/haystackdb

Primary LanguageRustApache License 2.0Apache-2.0

HaystackDB

Minimal but performant Vector DB

Features

  • Binary embeddings by default (soon int8 reranking)
  • JSON filtering for queries
  • Scalable, distributed architecture for use with multi replica deployments
  • Durable (WAL), persistent data, mem mapped for fast access in the client

Benchmarks

On a MacBook with an M2, 1024 dimension, binary quantized.

FAISS is using a flat index, so brute force, but it's in memory. Haystack is storing the data on disk, and also brute forces.
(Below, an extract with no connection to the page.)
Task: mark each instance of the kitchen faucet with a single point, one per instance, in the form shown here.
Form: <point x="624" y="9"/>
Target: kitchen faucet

TLDR is Haystack is ~10x faster despite being stored on disk.

100,000 Vectors
Haystack — 3.44ms
FAISS    — 29.67ms

500,000 Vectors
Haystack — 11.98ms
FAISS    - 146.50ms

1,000,000 Vectors
Haystack — 22.65ms
FAISS    — 293.91ms

Roadmap

  • Quickstart Guide
  • Int8 reranking
  • Better queries with more than simple equality (this is done now)
  • Full text search
  • Better insertion performance with batch B+Tree insertion (could probably be further improved, but good for now)
  • Point in time backups/rollback
  • Cursor based pagination
  • Schema migrations